McDougle conducted an initial prospective, 12-week, open-label study examining risperidone treatment in 18 children and adolescents (15 boys and 3 girls, mean age 10) with PDD,¹⁰ followed by an 8-week, double-blind, placebo-controlled study of risperidone in 100 children with autistic disorders (excluding Asperger’s disorder).¹¹ Mean dosage was 2.1 mg/d (0.75 mg to 3.5 mg/d) divided into two doses. The study examined the benefit in a relatively young cohort (Tanner stages I and II—children who have yet to complete sexual development).

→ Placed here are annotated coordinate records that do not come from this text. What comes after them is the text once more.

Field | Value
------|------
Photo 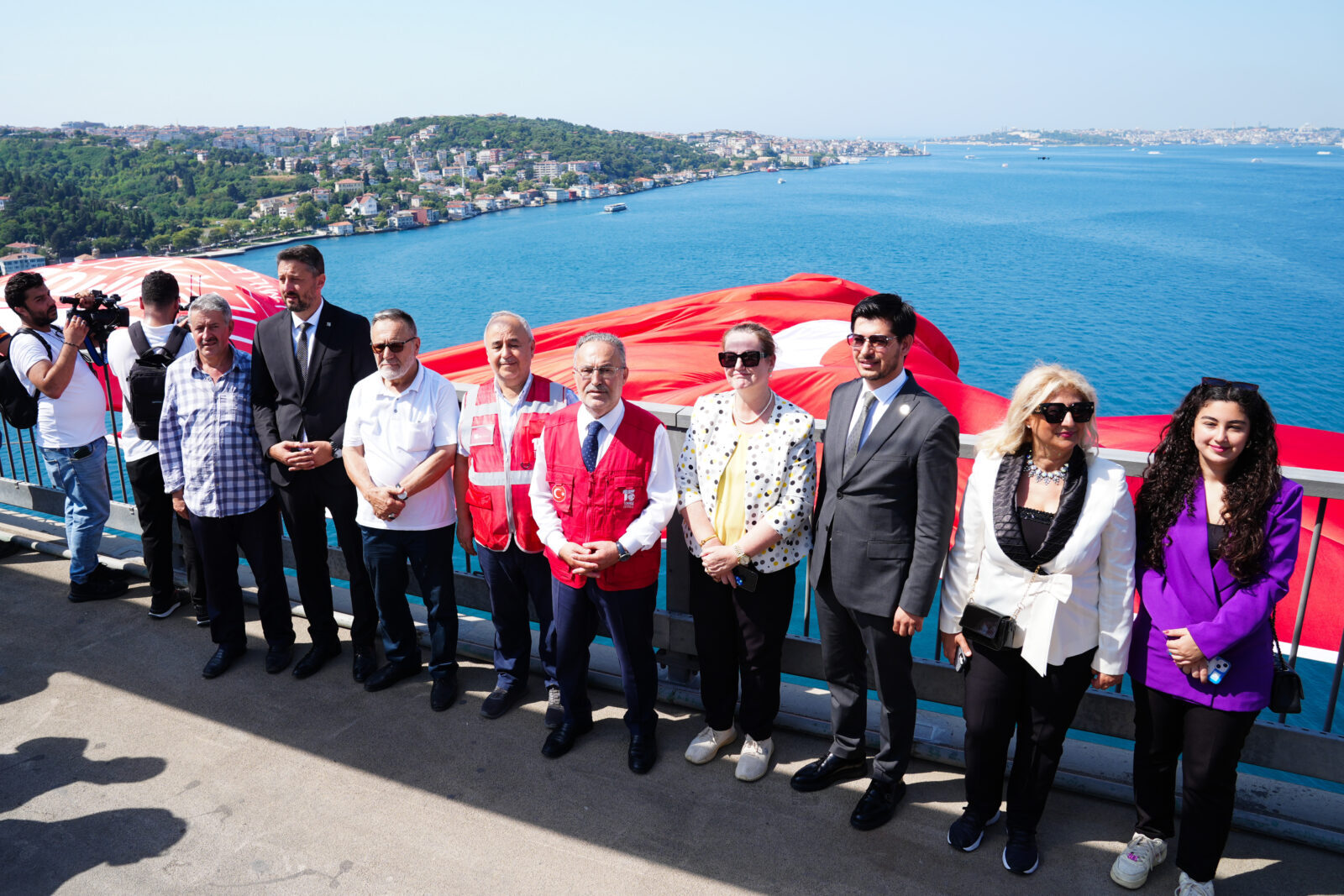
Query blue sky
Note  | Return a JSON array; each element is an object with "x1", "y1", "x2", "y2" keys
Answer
[{"x1": 0, "y1": 0, "x2": 1344, "y2": 139}]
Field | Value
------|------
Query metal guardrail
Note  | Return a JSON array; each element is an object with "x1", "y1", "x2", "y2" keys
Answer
[{"x1": 0, "y1": 402, "x2": 1344, "y2": 784}]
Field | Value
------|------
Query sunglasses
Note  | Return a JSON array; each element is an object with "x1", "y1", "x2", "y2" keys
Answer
[
  {"x1": 1199, "y1": 376, "x2": 1259, "y2": 392},
  {"x1": 1037, "y1": 401, "x2": 1097, "y2": 423},
  {"x1": 719, "y1": 351, "x2": 770, "y2": 369},
  {"x1": 844, "y1": 333, "x2": 896, "y2": 348}
]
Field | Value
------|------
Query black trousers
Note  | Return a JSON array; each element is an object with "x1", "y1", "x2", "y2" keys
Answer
[
  {"x1": 475, "y1": 542, "x2": 559, "y2": 689},
  {"x1": 817, "y1": 560, "x2": 916, "y2": 783},
  {"x1": 963, "y1": 643, "x2": 1097, "y2": 833},
  {"x1": 191, "y1": 498, "x2": 294, "y2": 650},
  {"x1": 360, "y1": 525, "x2": 457, "y2": 681},
  {"x1": 126, "y1": 454, "x2": 207, "y2": 616},
  {"x1": 1134, "y1": 681, "x2": 1257, "y2": 881},
  {"x1": 551, "y1": 576, "x2": 659, "y2": 736},
  {"x1": 276, "y1": 461, "x2": 378, "y2": 650},
  {"x1": 690, "y1": 565, "x2": 797, "y2": 740}
]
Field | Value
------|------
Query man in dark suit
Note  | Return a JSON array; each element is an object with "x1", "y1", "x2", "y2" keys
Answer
[
  {"x1": 791, "y1": 293, "x2": 958, "y2": 831},
  {"x1": 253, "y1": 246, "x2": 378, "y2": 683}
]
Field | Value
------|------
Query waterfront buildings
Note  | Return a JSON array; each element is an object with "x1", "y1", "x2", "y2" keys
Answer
[{"x1": 0, "y1": 253, "x2": 47, "y2": 277}]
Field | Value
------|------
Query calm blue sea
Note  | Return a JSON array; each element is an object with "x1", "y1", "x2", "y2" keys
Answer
[
  {"x1": 227, "y1": 146, "x2": 1344, "y2": 762},
  {"x1": 227, "y1": 146, "x2": 1344, "y2": 430}
]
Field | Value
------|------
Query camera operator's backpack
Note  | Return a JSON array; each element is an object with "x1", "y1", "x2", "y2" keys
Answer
[
  {"x1": 121, "y1": 321, "x2": 186, "y2": 442},
  {"x1": 0, "y1": 327, "x2": 55, "y2": 430}
]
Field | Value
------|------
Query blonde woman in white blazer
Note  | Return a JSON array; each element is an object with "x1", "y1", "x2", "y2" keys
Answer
[
  {"x1": 938, "y1": 364, "x2": 1134, "y2": 874},
  {"x1": 677, "y1": 321, "x2": 817, "y2": 780}
]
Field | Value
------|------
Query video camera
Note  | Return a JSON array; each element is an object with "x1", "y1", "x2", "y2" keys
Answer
[{"x1": 60, "y1": 289, "x2": 130, "y2": 343}]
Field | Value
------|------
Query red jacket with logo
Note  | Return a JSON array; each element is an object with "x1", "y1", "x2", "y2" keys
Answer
[
  {"x1": 542, "y1": 401, "x2": 663, "y2": 591},
  {"x1": 462, "y1": 374, "x2": 566, "y2": 553}
]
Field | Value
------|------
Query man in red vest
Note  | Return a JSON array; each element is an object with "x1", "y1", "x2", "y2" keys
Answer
[
  {"x1": 453, "y1": 312, "x2": 578, "y2": 728},
  {"x1": 531, "y1": 333, "x2": 676, "y2": 775}
]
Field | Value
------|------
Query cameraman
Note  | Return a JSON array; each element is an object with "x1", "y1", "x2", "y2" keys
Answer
[
  {"x1": 4, "y1": 270, "x2": 126, "y2": 603},
  {"x1": 108, "y1": 270, "x2": 210, "y2": 625}
]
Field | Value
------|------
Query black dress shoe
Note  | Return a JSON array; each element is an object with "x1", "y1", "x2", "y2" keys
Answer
[
  {"x1": 365, "y1": 663, "x2": 421, "y2": 690},
  {"x1": 294, "y1": 641, "x2": 340, "y2": 679},
  {"x1": 789, "y1": 753, "x2": 869, "y2": 794},
  {"x1": 625, "y1": 735, "x2": 659, "y2": 775},
  {"x1": 266, "y1": 643, "x2": 294, "y2": 676},
  {"x1": 200, "y1": 647, "x2": 244, "y2": 679},
  {"x1": 481, "y1": 684, "x2": 527, "y2": 719},
  {"x1": 428, "y1": 674, "x2": 457, "y2": 712},
  {"x1": 849, "y1": 780, "x2": 906, "y2": 831},
  {"x1": 542, "y1": 719, "x2": 593, "y2": 759},
  {"x1": 354, "y1": 647, "x2": 378, "y2": 684}
]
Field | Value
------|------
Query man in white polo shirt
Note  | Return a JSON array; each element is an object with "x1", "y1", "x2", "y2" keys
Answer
[
  {"x1": 4, "y1": 271, "x2": 126, "y2": 603},
  {"x1": 344, "y1": 307, "x2": 459, "y2": 712}
]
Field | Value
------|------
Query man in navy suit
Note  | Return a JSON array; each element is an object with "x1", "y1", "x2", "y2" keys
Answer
[
  {"x1": 790, "y1": 293, "x2": 958, "y2": 831},
  {"x1": 253, "y1": 244, "x2": 378, "y2": 683}
]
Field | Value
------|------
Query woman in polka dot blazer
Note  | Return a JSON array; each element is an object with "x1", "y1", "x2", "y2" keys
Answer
[{"x1": 677, "y1": 321, "x2": 817, "y2": 780}]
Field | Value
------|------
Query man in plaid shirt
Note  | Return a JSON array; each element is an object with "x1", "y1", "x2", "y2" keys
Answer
[{"x1": 159, "y1": 293, "x2": 294, "y2": 679}]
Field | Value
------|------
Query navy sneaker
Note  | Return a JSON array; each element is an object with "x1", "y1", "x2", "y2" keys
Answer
[
  {"x1": 948, "y1": 806, "x2": 1000, "y2": 853},
  {"x1": 1004, "y1": 829, "x2": 1040, "y2": 874}
]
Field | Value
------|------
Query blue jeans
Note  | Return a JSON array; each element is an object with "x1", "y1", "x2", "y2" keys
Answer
[
  {"x1": 42, "y1": 439, "x2": 112, "y2": 584},
  {"x1": 359, "y1": 525, "x2": 457, "y2": 679}
]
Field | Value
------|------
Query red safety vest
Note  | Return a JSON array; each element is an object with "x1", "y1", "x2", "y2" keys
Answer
[
  {"x1": 542, "y1": 401, "x2": 663, "y2": 591},
  {"x1": 462, "y1": 374, "x2": 566, "y2": 553}
]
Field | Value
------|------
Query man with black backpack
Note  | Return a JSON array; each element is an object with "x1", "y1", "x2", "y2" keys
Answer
[
  {"x1": 108, "y1": 270, "x2": 202, "y2": 625},
  {"x1": 4, "y1": 270, "x2": 126, "y2": 603}
]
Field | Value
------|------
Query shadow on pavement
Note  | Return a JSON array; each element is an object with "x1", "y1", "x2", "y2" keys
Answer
[
  {"x1": 0, "y1": 809, "x2": 186, "y2": 896},
  {"x1": 0, "y1": 737, "x2": 168, "y2": 813}
]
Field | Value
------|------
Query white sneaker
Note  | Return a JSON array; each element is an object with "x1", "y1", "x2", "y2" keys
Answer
[
  {"x1": 1176, "y1": 872, "x2": 1214, "y2": 896},
  {"x1": 734, "y1": 735, "x2": 774, "y2": 780},
  {"x1": 685, "y1": 726, "x2": 738, "y2": 766},
  {"x1": 1110, "y1": 834, "x2": 1167, "y2": 889}
]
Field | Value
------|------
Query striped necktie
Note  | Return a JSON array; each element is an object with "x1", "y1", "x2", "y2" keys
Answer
[{"x1": 571, "y1": 421, "x2": 602, "y2": 473}]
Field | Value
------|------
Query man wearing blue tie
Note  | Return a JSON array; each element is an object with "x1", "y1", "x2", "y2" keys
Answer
[{"x1": 529, "y1": 333, "x2": 676, "y2": 775}]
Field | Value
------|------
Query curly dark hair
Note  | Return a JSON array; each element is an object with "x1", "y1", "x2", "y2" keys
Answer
[{"x1": 1134, "y1": 385, "x2": 1282, "y2": 583}]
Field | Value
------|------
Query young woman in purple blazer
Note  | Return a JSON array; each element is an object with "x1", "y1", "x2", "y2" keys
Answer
[{"x1": 1110, "y1": 378, "x2": 1302, "y2": 896}]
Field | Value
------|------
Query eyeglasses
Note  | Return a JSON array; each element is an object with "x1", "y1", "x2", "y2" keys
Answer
[
  {"x1": 719, "y1": 352, "x2": 770, "y2": 369},
  {"x1": 574, "y1": 367, "x2": 625, "y2": 380},
  {"x1": 844, "y1": 333, "x2": 896, "y2": 349},
  {"x1": 1037, "y1": 401, "x2": 1097, "y2": 423},
  {"x1": 1199, "y1": 376, "x2": 1259, "y2": 392}
]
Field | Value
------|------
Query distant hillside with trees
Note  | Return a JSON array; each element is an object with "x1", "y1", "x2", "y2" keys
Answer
[
  {"x1": 0, "y1": 134, "x2": 316, "y2": 255},
  {"x1": 374, "y1": 116, "x2": 723, "y2": 180}
]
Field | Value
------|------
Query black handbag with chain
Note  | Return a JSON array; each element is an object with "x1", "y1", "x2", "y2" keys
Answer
[
  {"x1": 1268, "y1": 610, "x2": 1304, "y2": 715},
  {"x1": 958, "y1": 603, "x2": 1017, "y2": 650}
]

After 2 to 4 weeks of treatment, irritability improved most significantly (>25% improvement on the Aberrant Behavior Checklist), and stereotypic behavior also improved. Inappropriate speech patterns did not change. Anecdotal reports suggested that social relatedness improved, although quantitative evaluation was inconclusive. EPS, as measured by the Simpson Angus EPS score, were mild and generally seen in early treatment. Side effects included increased appetite, weight gain, decreased energy, and sedation.¹¹

Olanzapine. Most studies of olanzapine in children and adolescents with autistic disorders have been open-label:

Eight patients (four adults, ages 18 to 42, and four children, ages 5 to 17) were treated with olanzapine, mean dosage 7.8 mg/d for 12 weeks. Seven completed the study, and six were rated “much improved” or “very much improved” on the global improvement item of the Clinical Global Impression (CGI) scale. Hyperactivity, aggression, anger, and self-injurious behavior improved significantly, as did social relatedness, affectual reactions, sensory responses, and language use. The drug was well tolerated, with the most significant side effect being increased appetite and weight gain (mean increase 8.3 kg).¹²

In an open-label pilot study, 12 children with autism (mean age 8) were randomly assigned to 6 weeks of treatment with olanzapine (mean final dosage 7.9 mg/d) or haloperidol (mean final dosage 1.4 mg/d). Symptoms were reduced in both groups. Five of six children in the olanzapine group and three of six children in the haloperidol group were noted as responders, according to the CGI improvement item and the Children’s Psychiatric Rating Scale (CPRS) Autism Factor. Drowsiness and weight gain were seen with olanzapine.¹³

Similar results were obtained in another study, with significant improvements in irritability, hyperactivity, and excessive speech, as evaluated by the Aberrant Behavior Checklist.^14,15

Summary. Atypical antipsychotics appear to be effective and well tolerated in children and adolescents with autistic and developmental disorders. Double-blind, placebo-controlled studies confirm the benefit of risperidone; open-label trials likewise suggest the benefit of olanzapine. Research is limited on quetiapine and ziprasidone in this population.

Weight gain appears to be the most problematic side effect and should be monitored. Early dietary education and discussion with the patient, parents, and family can help keep weight gain to a minimum.